Sketching is a low cost way to explore various possible solution paths. By comparing multiple quickly sketched possibilities, one can better choose the best path forward and and then iterate toward the best version of that solution with wireframing.
There are thousands of different directions that the design of an interface can take that would 'meet' requirements, but each such design has a varying maximum potential of acceptability, usability, accessibility, visual consistency, etc. One approach can be executed flawlessly, but if it is the wrong approach - it will still fall short. By sketching, wireframing and development time will be shortened when compared with a direct-to-development from requirements approach.
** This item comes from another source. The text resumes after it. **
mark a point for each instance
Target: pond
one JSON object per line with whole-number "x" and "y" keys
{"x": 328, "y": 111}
One of the most accepted methods for sketching is a technique called "Design Studio" which is a working meeting where stakeholders visually brainstorm to sketch out different interfaces ideas for a series of screens. Each person (concurrently and silently) sketches their ideas of what a particular interface could look like (timeboxed to 3-5 min). Individuals then pitch their sketch (1 min) and the group critiques each sketch (1 min), identifying pros and cons of each approach. After a round or two - an interface usually emerges that meets the requirements in the best possible manner. Most times it is an combination of various sketches and insights.
After exploring avenues by sketching, wireframing will be much faster. Dont worry about adding details to the sketches... they should have just enough detail to be understood.